Single cell RNA sequencing (scRNAseq) on mouse embryonic cranial motor neurons and surrounding tissue from wildtype and HCFP1 cRE1dup/+ mice.

We found hereditary congenital facial paralysis type 1 (HCFP1) is caused by variants that duplicate or change cis regulatory elements (cREs) controlling the neuronal expression of the GATA2 transcription factor. We generated an HCFP1 mouse model in which tandem copies of the human version of a GATA2 regulatory element we term cRE1 were inserted proximal to the mouse cRE1 (cRE1dup/+; hg19: chr3:128,175,708-128,176,563). We report the use of single cell RNA sequencing (scRNAseq) for transcriptomic analysis of developing rhombomere 4(r4)-derived wild type (WT) and cRE1dup/+ facial branchial motor neurons (FBMNs) and inner ear efferent neurons (IEEs), as well as surrounding tissue, from embryos aged 9.5-12.5 post coitus (E9.5-12.5). scRNAseq (10x Genomics) libraries were generated from FAC-sorted WT and cRE1dup mouse embryonic cranial motor neurons spanning r3 (trigeminal motor neurons) to r7 (hypoglossal and glossopharyngeal motor neurons) marked by the motor neuron-specific Isl1MN-GFP transgenic reporter.
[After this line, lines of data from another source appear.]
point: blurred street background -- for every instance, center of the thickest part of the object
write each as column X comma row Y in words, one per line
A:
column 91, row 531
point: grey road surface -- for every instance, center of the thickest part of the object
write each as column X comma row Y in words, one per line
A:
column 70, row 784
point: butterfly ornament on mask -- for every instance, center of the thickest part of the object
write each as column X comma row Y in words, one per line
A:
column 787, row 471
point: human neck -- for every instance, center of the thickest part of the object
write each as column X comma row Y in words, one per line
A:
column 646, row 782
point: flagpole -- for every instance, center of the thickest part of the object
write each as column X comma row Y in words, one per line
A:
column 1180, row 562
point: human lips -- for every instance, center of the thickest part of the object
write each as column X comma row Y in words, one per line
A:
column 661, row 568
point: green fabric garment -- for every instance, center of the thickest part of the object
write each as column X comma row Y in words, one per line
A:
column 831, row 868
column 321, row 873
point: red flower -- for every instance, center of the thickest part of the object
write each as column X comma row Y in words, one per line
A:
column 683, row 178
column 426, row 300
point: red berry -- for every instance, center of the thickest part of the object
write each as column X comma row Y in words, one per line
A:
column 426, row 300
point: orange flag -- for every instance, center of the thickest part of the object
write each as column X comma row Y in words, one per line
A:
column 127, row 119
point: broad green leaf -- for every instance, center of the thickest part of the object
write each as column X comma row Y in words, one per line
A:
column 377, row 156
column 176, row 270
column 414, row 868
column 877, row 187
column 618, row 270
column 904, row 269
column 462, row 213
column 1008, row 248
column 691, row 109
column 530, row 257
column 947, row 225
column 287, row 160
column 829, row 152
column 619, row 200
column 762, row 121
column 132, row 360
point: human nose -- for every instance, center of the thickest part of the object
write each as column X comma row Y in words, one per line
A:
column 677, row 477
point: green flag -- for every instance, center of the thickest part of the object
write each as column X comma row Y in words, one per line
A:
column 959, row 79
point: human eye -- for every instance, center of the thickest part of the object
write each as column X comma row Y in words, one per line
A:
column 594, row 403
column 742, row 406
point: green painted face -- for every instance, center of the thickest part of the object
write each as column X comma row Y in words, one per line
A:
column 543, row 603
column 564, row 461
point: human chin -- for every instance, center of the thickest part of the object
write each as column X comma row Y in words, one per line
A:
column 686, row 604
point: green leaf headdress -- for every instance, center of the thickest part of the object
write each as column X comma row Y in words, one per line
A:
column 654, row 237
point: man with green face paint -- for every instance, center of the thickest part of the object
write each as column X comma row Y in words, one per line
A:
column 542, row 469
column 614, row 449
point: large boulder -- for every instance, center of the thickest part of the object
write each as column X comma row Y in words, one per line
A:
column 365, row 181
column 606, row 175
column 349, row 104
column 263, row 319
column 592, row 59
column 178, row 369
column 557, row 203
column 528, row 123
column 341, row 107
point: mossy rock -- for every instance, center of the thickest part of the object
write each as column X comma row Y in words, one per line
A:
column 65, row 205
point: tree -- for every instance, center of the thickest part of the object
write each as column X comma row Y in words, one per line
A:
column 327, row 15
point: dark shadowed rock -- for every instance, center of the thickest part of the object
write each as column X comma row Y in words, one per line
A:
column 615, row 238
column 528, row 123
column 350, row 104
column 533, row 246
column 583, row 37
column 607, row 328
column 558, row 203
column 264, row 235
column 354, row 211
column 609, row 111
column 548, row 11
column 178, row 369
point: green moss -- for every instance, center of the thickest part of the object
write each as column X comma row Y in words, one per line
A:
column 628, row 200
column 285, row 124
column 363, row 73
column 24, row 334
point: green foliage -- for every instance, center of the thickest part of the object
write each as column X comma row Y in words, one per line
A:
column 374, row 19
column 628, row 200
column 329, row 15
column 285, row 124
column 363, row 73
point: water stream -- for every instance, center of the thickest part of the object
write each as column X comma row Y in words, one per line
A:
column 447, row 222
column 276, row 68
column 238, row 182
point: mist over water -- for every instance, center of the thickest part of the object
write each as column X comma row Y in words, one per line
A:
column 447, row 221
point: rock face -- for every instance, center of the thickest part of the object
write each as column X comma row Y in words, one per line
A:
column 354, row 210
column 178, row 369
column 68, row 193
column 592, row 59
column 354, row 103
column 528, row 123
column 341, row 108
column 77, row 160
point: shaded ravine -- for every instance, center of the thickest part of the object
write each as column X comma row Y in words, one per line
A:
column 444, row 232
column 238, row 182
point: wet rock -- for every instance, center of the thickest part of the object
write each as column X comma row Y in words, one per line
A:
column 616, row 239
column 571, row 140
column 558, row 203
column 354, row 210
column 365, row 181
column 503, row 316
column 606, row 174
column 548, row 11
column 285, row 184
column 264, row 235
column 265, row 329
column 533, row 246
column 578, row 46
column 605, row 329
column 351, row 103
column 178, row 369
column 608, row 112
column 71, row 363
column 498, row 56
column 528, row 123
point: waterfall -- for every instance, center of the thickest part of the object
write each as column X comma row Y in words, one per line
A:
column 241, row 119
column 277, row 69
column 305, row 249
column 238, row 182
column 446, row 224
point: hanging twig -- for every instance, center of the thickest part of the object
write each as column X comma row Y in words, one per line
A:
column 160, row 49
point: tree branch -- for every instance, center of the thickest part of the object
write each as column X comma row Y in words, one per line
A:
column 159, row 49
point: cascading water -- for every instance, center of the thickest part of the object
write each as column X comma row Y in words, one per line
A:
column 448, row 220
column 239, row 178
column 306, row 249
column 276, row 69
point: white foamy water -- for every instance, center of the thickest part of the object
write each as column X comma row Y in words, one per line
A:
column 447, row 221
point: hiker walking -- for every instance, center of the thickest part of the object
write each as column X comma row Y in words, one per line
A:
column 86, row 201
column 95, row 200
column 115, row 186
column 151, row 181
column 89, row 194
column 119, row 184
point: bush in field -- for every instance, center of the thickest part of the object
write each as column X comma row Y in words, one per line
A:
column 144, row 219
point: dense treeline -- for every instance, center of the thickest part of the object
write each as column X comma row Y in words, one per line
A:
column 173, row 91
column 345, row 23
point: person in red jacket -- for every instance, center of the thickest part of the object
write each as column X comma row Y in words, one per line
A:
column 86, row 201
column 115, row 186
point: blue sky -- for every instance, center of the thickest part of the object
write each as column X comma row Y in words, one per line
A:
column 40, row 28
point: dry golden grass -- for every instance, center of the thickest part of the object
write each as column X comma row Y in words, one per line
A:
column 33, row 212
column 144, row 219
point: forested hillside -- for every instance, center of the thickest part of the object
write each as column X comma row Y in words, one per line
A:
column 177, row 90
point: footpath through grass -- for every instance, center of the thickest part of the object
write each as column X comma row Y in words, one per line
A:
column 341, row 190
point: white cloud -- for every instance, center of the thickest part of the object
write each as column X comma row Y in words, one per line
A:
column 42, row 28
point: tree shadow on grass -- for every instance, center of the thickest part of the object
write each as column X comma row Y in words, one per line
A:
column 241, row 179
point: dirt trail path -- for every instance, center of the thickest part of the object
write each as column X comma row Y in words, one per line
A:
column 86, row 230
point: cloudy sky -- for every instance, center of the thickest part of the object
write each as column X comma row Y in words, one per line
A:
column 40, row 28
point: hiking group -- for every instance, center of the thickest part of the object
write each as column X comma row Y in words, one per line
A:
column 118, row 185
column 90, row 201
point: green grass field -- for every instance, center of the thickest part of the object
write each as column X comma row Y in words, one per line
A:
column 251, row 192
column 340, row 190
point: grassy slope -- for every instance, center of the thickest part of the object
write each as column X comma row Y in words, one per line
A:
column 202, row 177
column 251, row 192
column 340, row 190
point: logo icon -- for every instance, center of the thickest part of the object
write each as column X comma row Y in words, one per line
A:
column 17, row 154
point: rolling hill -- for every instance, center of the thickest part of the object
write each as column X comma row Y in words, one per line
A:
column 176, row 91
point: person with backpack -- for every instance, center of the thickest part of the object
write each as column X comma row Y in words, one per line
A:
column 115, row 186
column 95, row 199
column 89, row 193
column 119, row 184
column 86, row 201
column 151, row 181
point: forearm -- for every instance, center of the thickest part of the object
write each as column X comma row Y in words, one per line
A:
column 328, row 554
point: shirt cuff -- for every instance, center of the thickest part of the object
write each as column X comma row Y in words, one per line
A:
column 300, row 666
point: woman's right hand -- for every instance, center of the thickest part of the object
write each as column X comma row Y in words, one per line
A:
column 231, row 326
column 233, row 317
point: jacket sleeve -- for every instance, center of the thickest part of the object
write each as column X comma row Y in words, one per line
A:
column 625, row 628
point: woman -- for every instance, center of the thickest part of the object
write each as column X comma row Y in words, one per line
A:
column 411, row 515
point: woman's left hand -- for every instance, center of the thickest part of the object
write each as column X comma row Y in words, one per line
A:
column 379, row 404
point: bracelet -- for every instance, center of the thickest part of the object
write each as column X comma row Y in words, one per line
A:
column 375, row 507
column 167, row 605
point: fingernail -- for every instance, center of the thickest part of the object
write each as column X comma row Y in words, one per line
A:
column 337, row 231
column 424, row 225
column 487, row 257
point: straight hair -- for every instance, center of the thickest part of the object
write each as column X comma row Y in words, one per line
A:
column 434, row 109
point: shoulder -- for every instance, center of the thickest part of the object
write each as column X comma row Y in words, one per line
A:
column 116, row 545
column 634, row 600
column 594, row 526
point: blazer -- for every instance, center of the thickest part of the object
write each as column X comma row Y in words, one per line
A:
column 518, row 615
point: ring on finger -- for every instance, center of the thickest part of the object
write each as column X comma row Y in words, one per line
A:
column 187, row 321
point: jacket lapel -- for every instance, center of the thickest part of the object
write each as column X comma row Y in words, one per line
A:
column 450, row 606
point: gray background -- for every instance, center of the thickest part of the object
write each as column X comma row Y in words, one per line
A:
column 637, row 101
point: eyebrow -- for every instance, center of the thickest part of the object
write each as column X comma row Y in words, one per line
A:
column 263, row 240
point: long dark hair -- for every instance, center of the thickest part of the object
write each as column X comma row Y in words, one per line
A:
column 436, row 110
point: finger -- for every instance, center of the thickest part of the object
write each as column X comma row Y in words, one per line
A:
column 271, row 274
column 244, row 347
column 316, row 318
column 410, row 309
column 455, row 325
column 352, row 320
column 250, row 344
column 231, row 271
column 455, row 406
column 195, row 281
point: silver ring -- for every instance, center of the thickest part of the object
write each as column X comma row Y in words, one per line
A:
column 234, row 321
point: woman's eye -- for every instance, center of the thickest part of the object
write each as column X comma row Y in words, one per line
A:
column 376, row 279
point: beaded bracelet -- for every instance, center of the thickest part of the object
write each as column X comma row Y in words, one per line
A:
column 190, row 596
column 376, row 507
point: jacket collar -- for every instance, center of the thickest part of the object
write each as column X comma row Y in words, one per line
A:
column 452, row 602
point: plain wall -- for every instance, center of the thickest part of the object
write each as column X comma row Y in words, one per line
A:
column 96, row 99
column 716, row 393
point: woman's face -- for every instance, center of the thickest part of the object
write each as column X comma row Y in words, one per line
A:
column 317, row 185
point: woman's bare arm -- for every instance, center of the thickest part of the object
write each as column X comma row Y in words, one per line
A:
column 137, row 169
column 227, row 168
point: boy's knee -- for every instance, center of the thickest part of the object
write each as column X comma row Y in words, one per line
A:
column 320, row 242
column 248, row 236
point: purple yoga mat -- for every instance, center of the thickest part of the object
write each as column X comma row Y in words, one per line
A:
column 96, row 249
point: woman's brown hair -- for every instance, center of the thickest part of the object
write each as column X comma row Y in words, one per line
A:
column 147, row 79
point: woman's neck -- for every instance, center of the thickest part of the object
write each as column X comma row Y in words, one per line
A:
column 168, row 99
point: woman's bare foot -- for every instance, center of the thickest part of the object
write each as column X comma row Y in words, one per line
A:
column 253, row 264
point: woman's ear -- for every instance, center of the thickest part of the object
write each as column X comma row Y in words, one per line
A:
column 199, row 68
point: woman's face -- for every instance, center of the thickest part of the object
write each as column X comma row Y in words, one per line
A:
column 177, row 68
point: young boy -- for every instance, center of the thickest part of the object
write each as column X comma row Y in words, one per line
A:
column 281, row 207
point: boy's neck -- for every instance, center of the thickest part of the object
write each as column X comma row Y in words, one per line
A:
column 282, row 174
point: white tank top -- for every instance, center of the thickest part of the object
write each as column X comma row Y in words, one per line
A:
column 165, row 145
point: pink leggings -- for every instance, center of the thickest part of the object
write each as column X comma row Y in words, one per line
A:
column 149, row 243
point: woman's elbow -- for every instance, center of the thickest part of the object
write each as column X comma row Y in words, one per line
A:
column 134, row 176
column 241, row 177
GFP negative cells from the surrounding tissue were included for transcriptional and anatomic context. Cells were collected at E9.5 (n= 17 WT, 18 cRE1dup/+ embryos from 2 litters), E10.5 (n=12 WT, 7 cRE1dup/+ embryos from 2 litters), E11.5 (n=5 WT, 2 cRE1dup/+ embryos from 1 litter), and E12.5 (n=3 WT, 5 cRE1dup/+ embryos from 1 litter). Single cell cDNA libraries were generated using a Chromium Next GEM Single Cell 3? Library Kit v3.1. Libraries from littermate WT and cRE1dup/+ preparations were sequenced on common flow cells on a NextSeq 500 DNA sequencer using a NextSeq 500/550 High Output v2.5 kit (75 cycles) (Illumina). Raw sequence data was processed, filtered and aligned on the Cell Ranger analytic pipeline (10x Genomics) to generate FASTQ and filtered feature bc matrix files for deposit.